Menteri Komunikasi dan Informatika (Menkominfo) Rudiantara mengatakan, lajunya perkembangan teknologi menjadi pertimbangan proses untuk merevisi Peraturan Pemerintah Nomor 8 Tahun 2018 tentang Penyelenggaraan Sistem dan Transaksi Elektronik. Hal itu selaras dengan visi Pemerintah untuk mewujudkan Indonesia sebagai energi ekonomi digital terbesar di Asia Tenggara.
Rudiantara mengungkapkan, revisi PP Nomor 8 Tahun 2012 dengan tetap memperhatikan hal-hal strategis yang menyangkut masalah keamanan, intelegen dan semua berkaitan dengan kenegaraan.
“Kita kan lagi gencar untuk mendorong ekonomi digital melalu start up. Banyak start up juga sedang jalan.

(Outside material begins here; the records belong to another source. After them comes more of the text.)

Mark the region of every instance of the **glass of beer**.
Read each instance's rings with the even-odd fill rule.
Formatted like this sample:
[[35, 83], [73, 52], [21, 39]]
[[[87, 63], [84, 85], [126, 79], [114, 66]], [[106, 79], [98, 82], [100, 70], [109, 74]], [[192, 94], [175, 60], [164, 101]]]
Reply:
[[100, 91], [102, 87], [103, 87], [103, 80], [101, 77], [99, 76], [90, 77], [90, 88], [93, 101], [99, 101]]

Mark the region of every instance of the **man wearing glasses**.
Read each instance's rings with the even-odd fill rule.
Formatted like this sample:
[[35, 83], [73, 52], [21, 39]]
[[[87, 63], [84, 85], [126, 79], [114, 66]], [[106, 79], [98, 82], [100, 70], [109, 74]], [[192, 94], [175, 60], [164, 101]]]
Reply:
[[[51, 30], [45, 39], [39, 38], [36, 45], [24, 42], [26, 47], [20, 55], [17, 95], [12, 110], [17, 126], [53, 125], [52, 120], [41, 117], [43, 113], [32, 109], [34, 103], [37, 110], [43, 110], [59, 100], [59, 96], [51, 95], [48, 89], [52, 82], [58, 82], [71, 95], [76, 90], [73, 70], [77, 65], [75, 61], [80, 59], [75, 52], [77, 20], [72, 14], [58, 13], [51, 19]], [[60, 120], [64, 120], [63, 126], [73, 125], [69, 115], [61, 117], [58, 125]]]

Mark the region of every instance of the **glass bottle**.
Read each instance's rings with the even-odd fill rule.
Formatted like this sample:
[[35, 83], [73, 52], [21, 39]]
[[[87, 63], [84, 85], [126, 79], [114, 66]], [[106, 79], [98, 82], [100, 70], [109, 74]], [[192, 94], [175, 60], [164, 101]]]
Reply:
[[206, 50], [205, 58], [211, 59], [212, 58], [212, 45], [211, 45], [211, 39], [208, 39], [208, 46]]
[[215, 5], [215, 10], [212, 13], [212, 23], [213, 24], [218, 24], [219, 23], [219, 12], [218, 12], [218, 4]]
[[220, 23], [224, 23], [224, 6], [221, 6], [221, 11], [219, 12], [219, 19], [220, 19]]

Sedangkan ada kebijakan yang ada di PP Nomor 82 Tahun 2012 bahwa data center harus di Indonesia. Kalau data center untuk start up semuanya ada di Indonesia juga tidak bisa optimal prosesnya nanti,” ujar Rudiantara usai Rapat Koordinasi Revisi PP Nomor 82 Tahun 2018 di Kantor Kementerian Koordinator Bidang Perekonomian, di Jakarta, seperti keterangan resmi Kominfo.
Rudiantara menjelaskan, ke depannya teknologi digital akan beralih ke cloud computing dibandingkan memiliki data center sendiri. Maka pembahasan data center merupakan hal yang perlu diperhatikan pada revisi nanti.
“Jadi, dipisah antara data strategis yang harus ada di dalam negeri dengan karakteristik yang tidak boleh dipertukarkan dengan negara lain seperti data yang terkait dengan keamanan negara. Sedangkan yang lain yang memberi multiplayer efek kepada perkembangan ekonomi digital lebih cepat itu akan kita buka untuk cloud computing,” ucap Rudiantara.
Sedangkan untuk pelaksanaanya, kata Rudiantara, ada dua hal yaitu data dan prosesnya secara virtual. Tahapan data sampai proses cloud computing, Indonesia beralih bukan sebagai pemilik namun adalah pelanggan. “Kita harus dorong inovasi-inovasi yang bersifat meningkatkan perkembangan ekonomi digital,” ujar Rudiantara.
Menurutnya, revisi PP harus dilakukan karena teknologi digital terus berkembang dengan cepat. Sebab itu, Kemenkominfo terus berupaya untuk dapat mengakomodasinya.
Rudiantara optimistis revisi PP dapat secepatnya diselesaikan. Walaupun dalam prosesnya memang tidak begitu mudah karena terkendala pembahasan di multi sektor.
Pembahasan lainnya pada rapat koordinasi adalah menyoal landasan hukum penanganan berbagai konten negatif, seperti penyebaran berita palsu, ujaran kebencian, di setiap kanal media sosial maupun media online.
“Sekarang kan kalau ada hoaks yang diproses adalah si penyebar atau pelanggar saja. Ke depannya seluruh ekosistemnya juga ikut bertanggung jawab, termasuk platformnya,” kata Rudiantara. Maraknya penyebaran konten negatif ikut disebabkan oleh minimnya proses penyaringan di setiap platform media.